Thai film director and screenwriter

Pen-ek Ratanaruang (เป็นเอก รัตนเรือง; ; born 8 March 1962, Bangkok, Thailand) is a Thai film director and screenwriter. He is best known for his arthouse work, Last Life in the Universe, and is considered to be one of Thai cinema's leading "new wave" auteurs, alongside Wisit Sasanatieng and Apichatpong Weerasethakul. He goes by the nickname Tom and is sometimes credited as Tom Pannet.

==Biography==

===Education and early career===
Pen-ek studied from 1977-85 at the Pratt Institute in New York and worked as freelance illustrator and designer with Designframe. In 1993, he started work at the Film Factory in Bangkok, where he worked with Wisit Sasanatieng. At Film Factory, Pen-ek made several television commercials, winning a bronze medal at the 1997 Cannes Lion Awards for a Clairol anti-dandruff shampoo spot entitled "Dance".

===Debut film, international recognition===

He made his debut feature film, Fun Bar Karaoke in 1997. It's the story of a young woman named Pu whose father falls in love with a hostess girl who's the girlfriend of a mobster. A hitman named Noi (Ray McDonald) is dispatched to kill the father, and Pu ends up falling in love with Noi. Far Bar Karaoke was screened at many film festivals after its world premiere at the Berlin Film Festival.

Pen-ek's second film, Ruang Talok 69 (6ixtynin9), is another crime comedy. In it, a young woman (Lalita Panyopas) finds an instant noodle box filled with money that has been mistakenly placed at her doorstep and she runs afoul of some mobsters. The film was Thailand's submission to the 73rd Academy Awards for Best Foreign Language Film in 1999. It was also screened at the Rotterdam Film Festival and other festivals.

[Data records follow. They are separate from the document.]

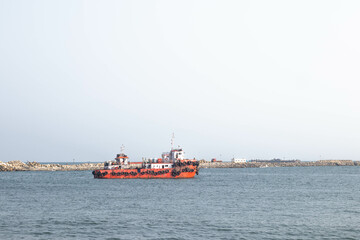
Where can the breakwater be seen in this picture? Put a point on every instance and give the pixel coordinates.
(35, 166)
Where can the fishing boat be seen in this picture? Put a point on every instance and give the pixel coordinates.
(171, 165)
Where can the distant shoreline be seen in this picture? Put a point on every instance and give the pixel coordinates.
(35, 166)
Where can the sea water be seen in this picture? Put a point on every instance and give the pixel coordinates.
(241, 203)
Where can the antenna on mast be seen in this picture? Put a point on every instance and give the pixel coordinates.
(172, 141)
(122, 148)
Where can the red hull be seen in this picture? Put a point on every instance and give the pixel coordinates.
(188, 172)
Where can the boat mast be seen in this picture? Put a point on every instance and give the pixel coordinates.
(172, 141)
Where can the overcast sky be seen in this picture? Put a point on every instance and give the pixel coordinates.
(247, 79)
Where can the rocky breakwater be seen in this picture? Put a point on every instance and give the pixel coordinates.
(35, 166)
(280, 164)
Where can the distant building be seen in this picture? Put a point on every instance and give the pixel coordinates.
(238, 160)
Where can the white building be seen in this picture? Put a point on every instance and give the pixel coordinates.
(238, 160)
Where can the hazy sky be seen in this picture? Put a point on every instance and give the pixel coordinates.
(249, 79)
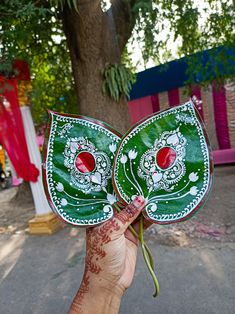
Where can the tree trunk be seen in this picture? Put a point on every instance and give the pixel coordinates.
(92, 42)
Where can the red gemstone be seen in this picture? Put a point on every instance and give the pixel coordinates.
(165, 157)
(85, 162)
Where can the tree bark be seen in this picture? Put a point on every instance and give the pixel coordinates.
(93, 41)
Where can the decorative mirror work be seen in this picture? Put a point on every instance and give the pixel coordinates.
(78, 157)
(166, 159)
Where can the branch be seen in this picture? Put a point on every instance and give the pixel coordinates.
(124, 19)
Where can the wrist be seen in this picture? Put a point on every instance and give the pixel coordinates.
(98, 295)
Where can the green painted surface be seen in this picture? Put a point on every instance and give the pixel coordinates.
(173, 191)
(79, 197)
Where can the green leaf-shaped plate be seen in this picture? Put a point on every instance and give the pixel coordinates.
(78, 156)
(166, 158)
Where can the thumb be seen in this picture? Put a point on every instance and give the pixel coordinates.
(131, 212)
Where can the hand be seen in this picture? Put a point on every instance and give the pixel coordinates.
(111, 253)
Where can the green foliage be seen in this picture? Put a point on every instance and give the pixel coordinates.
(34, 33)
(60, 3)
(32, 30)
(117, 81)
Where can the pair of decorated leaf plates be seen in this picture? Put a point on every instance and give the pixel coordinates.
(88, 166)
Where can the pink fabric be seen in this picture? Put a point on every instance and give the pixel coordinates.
(12, 135)
(224, 156)
(155, 103)
(140, 108)
(196, 91)
(220, 114)
(173, 97)
(40, 140)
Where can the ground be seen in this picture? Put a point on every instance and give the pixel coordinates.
(195, 261)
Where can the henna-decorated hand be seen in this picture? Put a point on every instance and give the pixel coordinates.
(110, 263)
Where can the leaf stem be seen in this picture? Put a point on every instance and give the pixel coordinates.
(145, 250)
(146, 258)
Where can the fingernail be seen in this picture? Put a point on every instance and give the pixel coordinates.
(139, 201)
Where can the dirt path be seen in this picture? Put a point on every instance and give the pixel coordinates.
(216, 221)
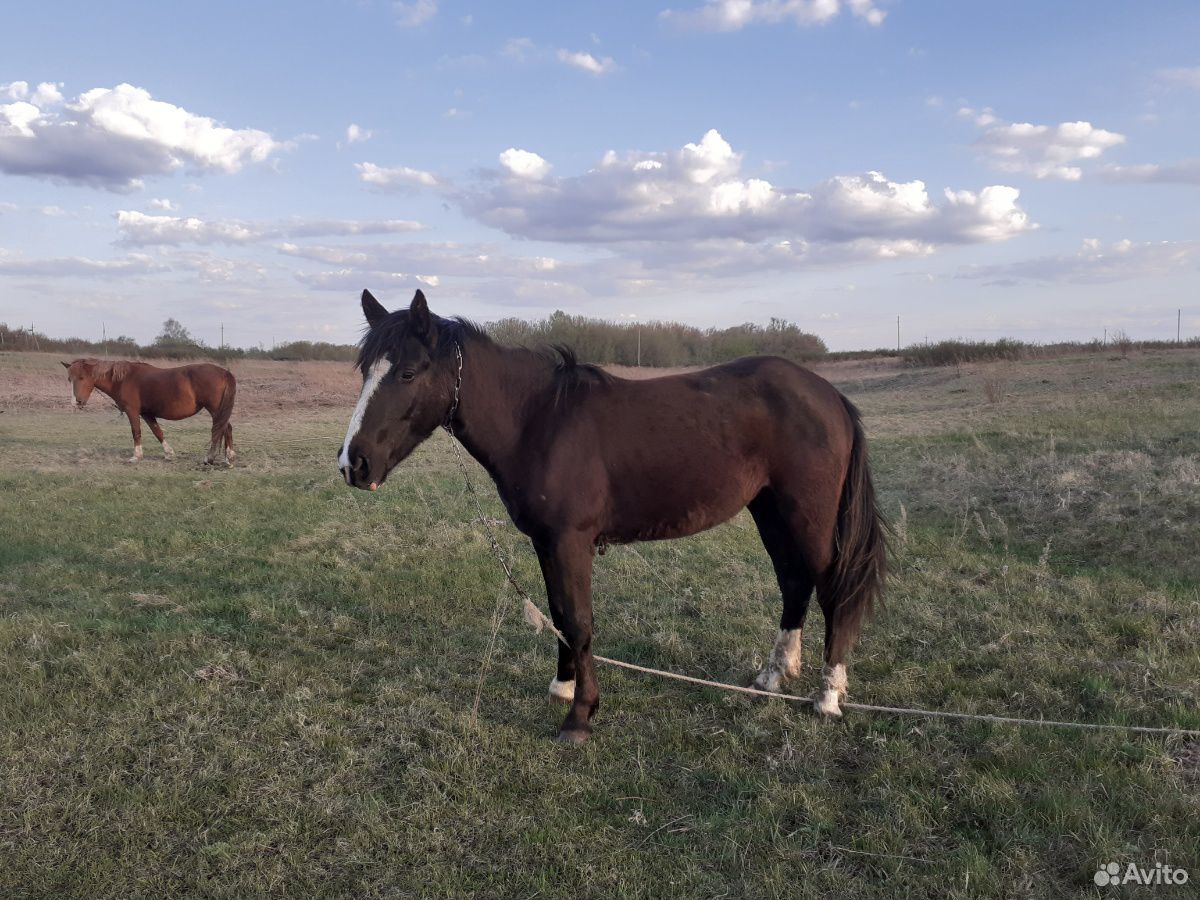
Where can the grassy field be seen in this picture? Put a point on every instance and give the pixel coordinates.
(258, 683)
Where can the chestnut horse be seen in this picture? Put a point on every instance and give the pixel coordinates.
(145, 391)
(582, 459)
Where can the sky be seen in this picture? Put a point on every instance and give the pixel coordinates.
(978, 169)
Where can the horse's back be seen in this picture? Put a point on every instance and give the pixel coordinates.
(181, 391)
(676, 455)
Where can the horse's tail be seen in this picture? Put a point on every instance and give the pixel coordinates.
(861, 553)
(223, 412)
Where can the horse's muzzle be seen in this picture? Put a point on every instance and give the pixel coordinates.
(357, 471)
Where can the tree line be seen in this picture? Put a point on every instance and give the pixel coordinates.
(649, 343)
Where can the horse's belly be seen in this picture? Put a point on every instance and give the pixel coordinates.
(657, 517)
(177, 409)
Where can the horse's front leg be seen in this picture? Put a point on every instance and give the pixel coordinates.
(136, 427)
(168, 454)
(567, 567)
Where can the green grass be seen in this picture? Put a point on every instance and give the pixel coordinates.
(257, 683)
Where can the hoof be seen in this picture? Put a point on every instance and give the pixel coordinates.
(562, 691)
(768, 681)
(827, 705)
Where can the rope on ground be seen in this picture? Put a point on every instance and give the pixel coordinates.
(537, 618)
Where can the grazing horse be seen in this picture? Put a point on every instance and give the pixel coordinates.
(145, 391)
(583, 459)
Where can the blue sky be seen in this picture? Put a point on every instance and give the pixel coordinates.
(977, 168)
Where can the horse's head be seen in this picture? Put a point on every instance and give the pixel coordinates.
(409, 369)
(82, 375)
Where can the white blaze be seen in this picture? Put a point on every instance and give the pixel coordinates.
(377, 373)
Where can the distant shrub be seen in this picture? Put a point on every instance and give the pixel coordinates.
(954, 353)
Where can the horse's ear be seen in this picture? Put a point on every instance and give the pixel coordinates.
(419, 315)
(372, 309)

His third film, Monrak Transistor (Transistor Love Story), is a bittersweet Thai country music love story involving a young man named Pan (Supakorn Kitsuwon) who marries his sweetheart (Siriyakorn Pukkavesh), is drafted into the military and then goes absent without leave to pursue his dreams of being a singer. The film premiered at the Director's Fortnight event at the 2002 Cannes Film Festival. It was also submitted by Thailand to the 75th Academy Awards.

Pen-ek served as editor for director Nonzee Nimibutr's 2003 film, OK Baytong, and was the narrator on Wisit Sasanatiang's 2004 film, Citizen Dog. In 2004, Pen-ek was among the artists receiving the inaugural Silpathorn Award by the Office of Contemporary Art and Culture, Ministry of Culture of Thailand. The award is given annually to contemporary artists.

===Pan-Asian concepts===
For his fourth film, Last Life in the Universe, he teamed up with writer Prabda Yoon, cinematographer Christopher Doyle and Japanese actor Tadanobu Asano. Asano portrays a Japanese man on the run from the yakuza in Thailand. It also features Japanese director Takashi Miike in a small role as a yakuza. It was selected for competition at the Rotterdam festival, won the best actor award for Asano at the Venice International Film Festival and was Thailand's submission to the 2003 Academy Awards.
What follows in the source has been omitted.